TANGERANG – Program Bantuan Pangan Non Tunai (BPNT) yang digagas pemerintah bertujuan untuk memberikan akses pangan bergizi kepada masyarakat kurang mampu. Dengan menggunakan Kartu Keluarga Sejahtera (KKS), penerima manfaat dapat membeli se-maunya.
Faktanya, banyak penerima manfaat yang memilih mencairkan dana BPNT dalam bentuk uang tunai, meskipun hal ini tidak sesuai dengan ketentuan yang berlaku.
Ada beberapa alasan yang dapat menjelaskan hal ini. Pertama, transmisi uang tunai memungkinkan masyarakat memenuhi kebutuhan yang lebih mendesak, seperti membayar hutang, membeli obat, atau keperluan sekolah anak.
Kedua, kurangnya pengawasan dari pihak terkait membuat pencairan tunai menjadi praktik umum yang sulit dikendalikan. Selain itu, keterbatasan pilihan bahan pangan di e-warung sering kali menjadi keluhan masyarakat, sehingga mereka memilih tunai.
Di sisi lain, fenomena ini juga memunculkan kekhawatiran bahwa tujuan utama program, yakni meningkatkan kualitas gizi keluarga, tidak tercapai. Jika dana tersebut digunakan untuk kebutuhan non-pangan, ancaman malnutrisi pada keluarga miskin.
Pemerintah perlu segera mentransmisikan mekanisme penyaluran BPNT agar tepat sasaran. Pengawasan di tingkat daerah harus diperketat untuk memastikan dana digunakan sesuai peruntukannya. Selain itu, diversifikasi bahan pangan di e-warung perlu dipermasalahkan.
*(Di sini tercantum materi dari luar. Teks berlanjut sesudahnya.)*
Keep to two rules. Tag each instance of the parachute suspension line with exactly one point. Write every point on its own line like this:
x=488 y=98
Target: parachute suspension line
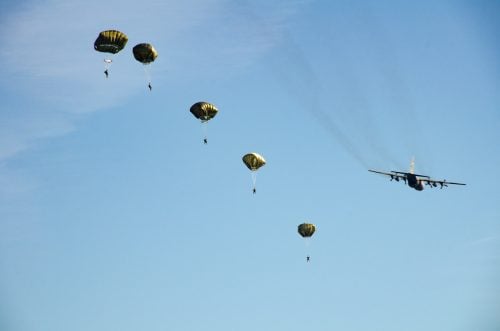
x=204 y=127
x=254 y=180
x=148 y=75
x=107 y=64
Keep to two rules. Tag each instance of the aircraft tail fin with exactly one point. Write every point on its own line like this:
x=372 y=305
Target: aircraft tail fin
x=412 y=165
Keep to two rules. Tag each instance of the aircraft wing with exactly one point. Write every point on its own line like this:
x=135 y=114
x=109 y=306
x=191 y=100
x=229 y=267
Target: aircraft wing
x=440 y=183
x=393 y=175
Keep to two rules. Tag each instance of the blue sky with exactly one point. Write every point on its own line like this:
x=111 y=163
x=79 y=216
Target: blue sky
x=115 y=215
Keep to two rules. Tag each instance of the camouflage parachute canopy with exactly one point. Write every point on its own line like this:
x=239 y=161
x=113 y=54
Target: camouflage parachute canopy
x=253 y=161
x=110 y=41
x=203 y=110
x=306 y=229
x=145 y=53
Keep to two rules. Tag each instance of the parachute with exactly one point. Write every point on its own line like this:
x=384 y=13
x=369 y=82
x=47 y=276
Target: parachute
x=306 y=230
x=204 y=111
x=110 y=41
x=145 y=53
x=254 y=161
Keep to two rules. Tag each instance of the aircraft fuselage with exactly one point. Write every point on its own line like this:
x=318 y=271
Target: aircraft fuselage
x=414 y=182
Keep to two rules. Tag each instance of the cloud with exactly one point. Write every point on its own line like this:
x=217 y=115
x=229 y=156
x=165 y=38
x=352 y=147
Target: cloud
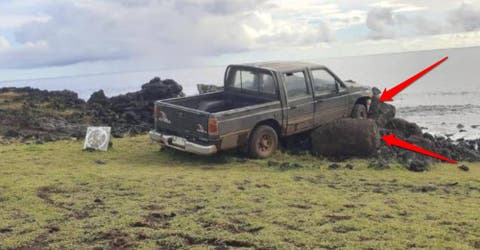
x=465 y=18
x=160 y=33
x=4 y=44
x=381 y=23
x=110 y=30
x=166 y=33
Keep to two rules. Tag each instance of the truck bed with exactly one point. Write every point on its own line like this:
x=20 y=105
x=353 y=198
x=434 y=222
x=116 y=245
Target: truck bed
x=218 y=101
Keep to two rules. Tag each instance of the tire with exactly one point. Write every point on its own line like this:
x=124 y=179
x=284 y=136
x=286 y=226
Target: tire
x=263 y=142
x=359 y=111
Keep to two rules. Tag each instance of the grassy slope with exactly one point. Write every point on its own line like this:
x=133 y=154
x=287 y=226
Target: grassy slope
x=57 y=196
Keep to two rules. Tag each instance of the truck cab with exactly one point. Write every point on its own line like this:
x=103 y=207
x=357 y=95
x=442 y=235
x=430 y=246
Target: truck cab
x=260 y=103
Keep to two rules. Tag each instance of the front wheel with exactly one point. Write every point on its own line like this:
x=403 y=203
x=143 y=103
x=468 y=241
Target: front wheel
x=359 y=111
x=263 y=142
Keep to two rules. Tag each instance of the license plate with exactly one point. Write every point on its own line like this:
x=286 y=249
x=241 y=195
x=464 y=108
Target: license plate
x=178 y=141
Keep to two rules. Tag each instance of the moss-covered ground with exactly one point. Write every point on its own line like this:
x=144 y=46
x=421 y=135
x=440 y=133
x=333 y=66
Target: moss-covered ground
x=134 y=196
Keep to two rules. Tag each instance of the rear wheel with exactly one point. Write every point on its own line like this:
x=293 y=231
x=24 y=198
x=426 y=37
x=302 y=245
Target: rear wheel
x=359 y=111
x=263 y=142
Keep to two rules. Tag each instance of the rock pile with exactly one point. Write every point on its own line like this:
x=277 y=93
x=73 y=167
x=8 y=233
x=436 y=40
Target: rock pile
x=353 y=138
x=40 y=115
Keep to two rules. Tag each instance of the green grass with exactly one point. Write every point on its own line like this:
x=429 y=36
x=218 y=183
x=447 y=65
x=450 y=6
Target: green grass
x=57 y=196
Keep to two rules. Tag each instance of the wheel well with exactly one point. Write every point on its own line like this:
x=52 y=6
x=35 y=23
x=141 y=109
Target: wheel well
x=272 y=123
x=362 y=100
x=365 y=101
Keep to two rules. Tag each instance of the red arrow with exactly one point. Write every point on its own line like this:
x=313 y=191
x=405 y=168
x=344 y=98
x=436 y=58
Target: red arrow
x=387 y=95
x=391 y=140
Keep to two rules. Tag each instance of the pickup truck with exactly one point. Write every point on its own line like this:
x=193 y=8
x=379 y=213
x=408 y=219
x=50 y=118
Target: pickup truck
x=260 y=103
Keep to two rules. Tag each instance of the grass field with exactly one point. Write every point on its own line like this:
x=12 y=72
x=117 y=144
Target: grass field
x=134 y=196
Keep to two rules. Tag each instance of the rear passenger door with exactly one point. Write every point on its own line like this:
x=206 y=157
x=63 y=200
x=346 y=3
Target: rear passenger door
x=299 y=100
x=329 y=97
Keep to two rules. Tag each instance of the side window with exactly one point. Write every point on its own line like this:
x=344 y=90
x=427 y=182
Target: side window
x=254 y=81
x=266 y=84
x=296 y=85
x=323 y=82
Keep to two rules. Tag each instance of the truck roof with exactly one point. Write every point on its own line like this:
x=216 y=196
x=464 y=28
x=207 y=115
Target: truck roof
x=281 y=66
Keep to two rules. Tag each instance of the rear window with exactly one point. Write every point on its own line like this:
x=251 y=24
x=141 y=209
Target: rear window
x=252 y=81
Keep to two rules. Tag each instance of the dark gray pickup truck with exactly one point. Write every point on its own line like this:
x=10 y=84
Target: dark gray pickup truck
x=261 y=103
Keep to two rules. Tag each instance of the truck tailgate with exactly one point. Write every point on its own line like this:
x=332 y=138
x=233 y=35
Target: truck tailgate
x=181 y=121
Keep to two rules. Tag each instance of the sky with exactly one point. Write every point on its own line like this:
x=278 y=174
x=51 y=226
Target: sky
x=51 y=38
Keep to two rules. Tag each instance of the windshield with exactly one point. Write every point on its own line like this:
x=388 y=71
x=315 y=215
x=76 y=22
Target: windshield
x=251 y=80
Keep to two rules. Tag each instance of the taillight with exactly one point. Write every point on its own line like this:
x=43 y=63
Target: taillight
x=155 y=111
x=212 y=126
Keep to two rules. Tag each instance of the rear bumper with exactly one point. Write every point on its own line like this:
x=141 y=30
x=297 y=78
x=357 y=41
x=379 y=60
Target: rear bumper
x=191 y=147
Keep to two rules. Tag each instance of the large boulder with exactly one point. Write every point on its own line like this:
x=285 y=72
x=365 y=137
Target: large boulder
x=381 y=112
x=345 y=138
x=404 y=128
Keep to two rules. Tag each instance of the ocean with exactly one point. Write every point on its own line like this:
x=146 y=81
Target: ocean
x=444 y=102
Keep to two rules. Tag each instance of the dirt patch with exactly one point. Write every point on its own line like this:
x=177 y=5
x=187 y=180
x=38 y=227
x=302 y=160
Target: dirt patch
x=116 y=239
x=234 y=226
x=155 y=220
x=153 y=207
x=219 y=243
x=344 y=229
x=335 y=217
x=39 y=243
x=44 y=193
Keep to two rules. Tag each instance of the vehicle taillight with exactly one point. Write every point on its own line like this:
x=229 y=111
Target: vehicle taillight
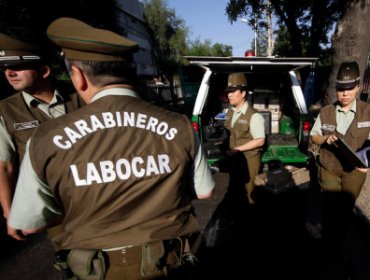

Pada akhirnya, masyarakat juga perlu di dedikasi tentang pentingnya pemanfaatan bantuan untuk kebutuhan pangan guna memastikan kesejahteraan dan kesehatan keluarga tetap terjaga. Tanpa usaha yang holistik, BPNT berisiko kehilangan esensinya sebagai solusi pengentasan kemiskinan berbasis pangan.